Effects of acute hypoxia on TH and GAL mRNA.

Hypoxia, as well as anoxia, is known to increase levels of extracellular NA in the brain (16). In this study we show that such an increase of brain NA is paralleled by increased levels of TH mRNA in the LC 24 h after hypoxia on the first day of life. Furthermore, we show that GAL mRNA also increases in the LC 24 h after hypoxia, whereby the increase and expressional pattern resemble studies employing reserpine administration (30). The LC is also one of the proposed sites for central chemoreception of CO2 (for review see (40)), but this is an unlikely stimulus as the addition of 4% CO2 does not induce hypercapnia during hypoxic hyperventilation (22).

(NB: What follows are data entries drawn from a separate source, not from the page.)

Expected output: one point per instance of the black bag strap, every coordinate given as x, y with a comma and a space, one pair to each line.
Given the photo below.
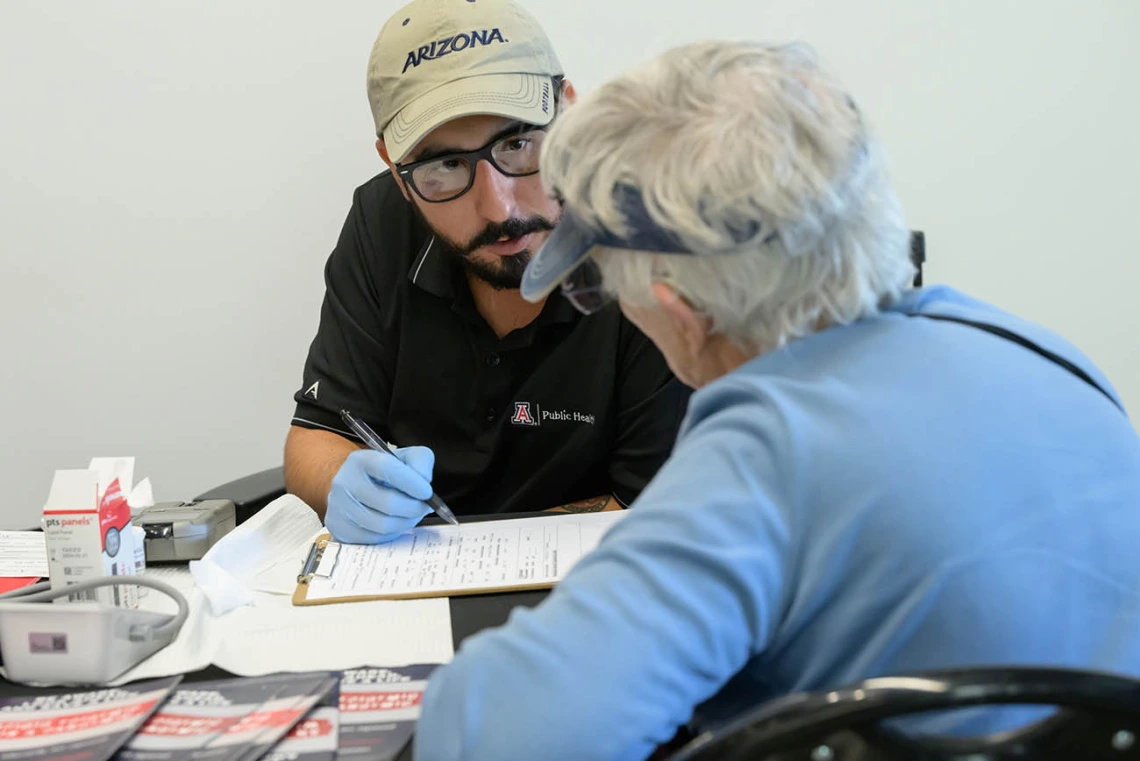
1009, 335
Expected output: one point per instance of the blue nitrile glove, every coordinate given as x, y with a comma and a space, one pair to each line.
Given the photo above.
376, 497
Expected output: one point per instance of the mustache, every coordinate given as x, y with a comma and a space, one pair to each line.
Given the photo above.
512, 228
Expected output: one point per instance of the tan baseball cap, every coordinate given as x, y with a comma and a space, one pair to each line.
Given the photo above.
436, 60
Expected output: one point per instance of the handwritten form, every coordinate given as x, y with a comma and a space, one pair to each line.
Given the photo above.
23, 554
470, 557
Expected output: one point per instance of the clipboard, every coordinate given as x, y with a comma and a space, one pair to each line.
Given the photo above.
325, 554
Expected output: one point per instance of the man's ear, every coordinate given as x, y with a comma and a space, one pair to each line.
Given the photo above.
692, 326
569, 95
382, 149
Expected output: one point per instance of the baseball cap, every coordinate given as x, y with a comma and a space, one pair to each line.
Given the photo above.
571, 240
436, 60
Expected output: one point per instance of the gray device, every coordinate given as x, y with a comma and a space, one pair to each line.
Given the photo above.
81, 643
184, 531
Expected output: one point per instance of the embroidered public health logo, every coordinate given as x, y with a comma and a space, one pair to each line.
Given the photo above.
449, 44
522, 415
527, 414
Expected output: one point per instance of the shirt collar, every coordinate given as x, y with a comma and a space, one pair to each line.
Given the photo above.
432, 270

The O2-sensing mechanism of the neonatal chromaffin cells in the adrenals leads to a release of catecholamines during hypoxia despite the absence of cholinergic innervation (12, 41). This catecholamine release is, however, not coupled to a subsequent increase in TH mRNA in the neonatal rat adrenal medulla (18). Our results are consistent with this view, showing no significant increases of TH mRNA. Hence, the ability to increase the expression of TH mRNA appears to be dependent upon neurogenic stimulation, which is further indicated by the fact that cholinergic receptor agonists acting on adrenomedullary cells leads to CA release with a subsequent TH mRNA increase (42). Another possibility that cannot be overlooked is that no further up-regulation of TH mRNA in the adrenals may be possible at that time, since levels are already high following birth. The fact that birth induces increased levels of TH mRNA, in contrast to postnatal hypoxia, indicates that the hypoxia associated with birth is not the sole factor responsible for this increase.

Effects of prenatal nicotine.

The dramatic increase in mortality during the 60 min hypoxia period in the nicotine group compared with controls supports previous findings in rat (4). It has been hypothesized that the decreased ability to withstand hypoxia after prenatal exposure to nicotine is due to dysfunctions in the release of catecholamines, with a decreased release peripherally and a decreased turnover combined with an increased release of NA after hypoxia centrally (4). We therefore examined the expression of TH and GAL mRNA in the LC and adrenals after hypoxia in these animals. In the LC, basal levels of either marker do not differ significantly between groups. Such a difference, with decreased mRNA levels, could have reflected a decreased turnover rate in the nicotine group, as indicated by previous studies (4). It is however possible, as previously mentioned, that changes in the activity of the enzyme is not detected by measuring mRNA levels. Furthermore, TH mRNA after hypoxia is significantly increased in the control group but not in the nicotine group, possibly indicating a greater release of NA from LC neurons in the control group. Also, levels of GAL mRNA changed in a similar way. In the adrenals there were no differences in levels of TH mRNA after hypoxia in either group; this is in co-ordinance with the above-mentioned findings that hypoxia does not cause increases in TH mRNA expression in this organ. However, the levels of TH mRNA were significantly reduced in nicotine groups compared with controls 48 h after birth. To our knowledge, there are no previous reports on decreased levels of TH mRNA in the adrenals after prenatal exposure to nicotine.

We speculate that the difference in TH and GAL mRNA levels in the LC reflects an attenuated activity of the LC neurons and that this, together with a decreased level of catecholamine synthesis the adrenals, may affect the ability of the newborn to auto-resuscitate during severe hypoxia. Such an effect on autoresuscitation has indeed been seen in newborn rat during hypoxia (5). Furthermore, recent studies on ventilation in newborn rat have shown that animals exposed prenatally to nicotine have a disturbed ventilatory response to hypoxia (43). Thus a deficiency in respiratory control should also be considered as a possible primary cause of the increased mortality in nicotine treated animals.